Article 40. Responsibility of the controlling and processing entity
To fully implement regulations on responsibilities of the controller and processor.
Article 41. Responsibility of the third party
To fully implement regulations on responsibility for processing personal data in accordance with this Decree.
Article 42. Responsibility of related institutions and individuals
1. To take measures to protect their personal data, take responsibility for the accuracy of personal data provided by them.

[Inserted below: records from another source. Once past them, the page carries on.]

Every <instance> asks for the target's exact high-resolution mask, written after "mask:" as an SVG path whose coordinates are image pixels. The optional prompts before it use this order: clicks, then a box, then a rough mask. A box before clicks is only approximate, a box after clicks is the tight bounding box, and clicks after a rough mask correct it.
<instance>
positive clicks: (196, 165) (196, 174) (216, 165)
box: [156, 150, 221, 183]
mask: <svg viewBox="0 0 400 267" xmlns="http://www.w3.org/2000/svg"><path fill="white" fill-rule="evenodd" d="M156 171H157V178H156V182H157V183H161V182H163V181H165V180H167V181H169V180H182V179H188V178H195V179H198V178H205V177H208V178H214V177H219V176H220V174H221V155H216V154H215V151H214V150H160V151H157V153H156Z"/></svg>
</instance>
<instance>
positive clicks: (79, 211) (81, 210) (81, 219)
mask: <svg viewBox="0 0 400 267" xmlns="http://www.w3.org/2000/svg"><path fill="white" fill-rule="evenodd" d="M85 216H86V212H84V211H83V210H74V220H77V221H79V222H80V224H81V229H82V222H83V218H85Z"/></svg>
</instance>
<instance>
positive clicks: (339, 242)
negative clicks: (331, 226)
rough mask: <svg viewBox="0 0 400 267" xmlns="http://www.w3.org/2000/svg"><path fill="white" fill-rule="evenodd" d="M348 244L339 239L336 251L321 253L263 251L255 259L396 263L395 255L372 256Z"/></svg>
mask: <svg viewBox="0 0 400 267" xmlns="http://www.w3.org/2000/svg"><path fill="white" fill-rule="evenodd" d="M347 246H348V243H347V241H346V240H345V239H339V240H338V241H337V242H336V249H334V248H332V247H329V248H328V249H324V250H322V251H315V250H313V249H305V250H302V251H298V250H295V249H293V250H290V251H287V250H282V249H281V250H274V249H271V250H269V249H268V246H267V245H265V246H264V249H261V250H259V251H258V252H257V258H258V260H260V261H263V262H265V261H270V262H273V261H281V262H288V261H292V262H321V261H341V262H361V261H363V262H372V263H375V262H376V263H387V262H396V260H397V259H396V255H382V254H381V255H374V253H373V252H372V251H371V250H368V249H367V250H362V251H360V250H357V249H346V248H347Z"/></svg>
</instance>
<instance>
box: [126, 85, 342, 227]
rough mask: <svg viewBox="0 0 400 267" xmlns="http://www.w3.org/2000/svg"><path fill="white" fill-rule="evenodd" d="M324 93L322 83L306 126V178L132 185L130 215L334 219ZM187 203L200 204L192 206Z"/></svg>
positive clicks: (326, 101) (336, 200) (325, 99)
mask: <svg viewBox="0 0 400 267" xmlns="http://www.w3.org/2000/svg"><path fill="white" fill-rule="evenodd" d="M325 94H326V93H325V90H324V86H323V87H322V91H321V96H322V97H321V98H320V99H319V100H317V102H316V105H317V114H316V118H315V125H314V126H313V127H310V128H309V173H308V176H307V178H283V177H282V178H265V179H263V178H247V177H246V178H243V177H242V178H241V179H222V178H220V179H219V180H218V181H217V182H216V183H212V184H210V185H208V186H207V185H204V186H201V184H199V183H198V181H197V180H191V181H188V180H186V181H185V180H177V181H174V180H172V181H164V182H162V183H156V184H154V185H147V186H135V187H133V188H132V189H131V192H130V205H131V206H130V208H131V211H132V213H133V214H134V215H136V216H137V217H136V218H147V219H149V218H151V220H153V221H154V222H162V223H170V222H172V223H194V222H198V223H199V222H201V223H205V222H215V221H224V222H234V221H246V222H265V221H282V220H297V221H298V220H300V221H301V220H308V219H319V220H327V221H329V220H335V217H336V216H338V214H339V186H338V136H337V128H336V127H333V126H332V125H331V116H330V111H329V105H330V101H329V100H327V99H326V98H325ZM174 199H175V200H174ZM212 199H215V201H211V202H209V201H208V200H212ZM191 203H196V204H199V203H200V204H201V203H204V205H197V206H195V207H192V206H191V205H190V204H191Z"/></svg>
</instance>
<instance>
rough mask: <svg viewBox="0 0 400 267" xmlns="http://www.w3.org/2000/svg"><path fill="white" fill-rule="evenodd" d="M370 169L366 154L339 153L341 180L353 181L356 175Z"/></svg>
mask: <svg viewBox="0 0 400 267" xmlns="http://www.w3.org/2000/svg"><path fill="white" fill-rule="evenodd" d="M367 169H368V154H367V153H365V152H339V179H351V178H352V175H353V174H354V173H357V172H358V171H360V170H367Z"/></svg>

2. To follow regulations on personal data protection specified in this Decree.
3. To timely notify the Ministry of Public Security of breaches relating to the protection of personal data.
4. To coordinate with the Ministry of Public Security in handling breaches relating to the protection of personal data.
Chapter IV
IMPLEMENTATION PROVISIONS
Article 43. Effect
1. This Decree takes effect from July 1, 2023.
2. Micro-enterprises, small-size enterprises, medium-size enterprises and start-ups may choose to be exempted from regulations on designating personal data protection officers and departments for the first 02 years after establishment.
3. Micro-enterprises, small-size enterprises, medium-size enterprises and start-ups directly engaged in personal data processing activities shall not apply the provisions of Clause 2 of this Article.
Article 44. Implementation responsibility
1. The Minister of Public Security shall urge, inspect and guide the implementation of this Decree.
2. Ministers, heads of ministerial-level agencies, heads of government-attached agencies, and chairpersons of provincial-level People’s Committees shall implement this Decree./.
ON BEHALF OF THE GOVERNMENT FOR THE PRIME MINISTER THE DEPUTY PRIME MINISTER Tran Luu Quang |
* All Appendices are not translated herein.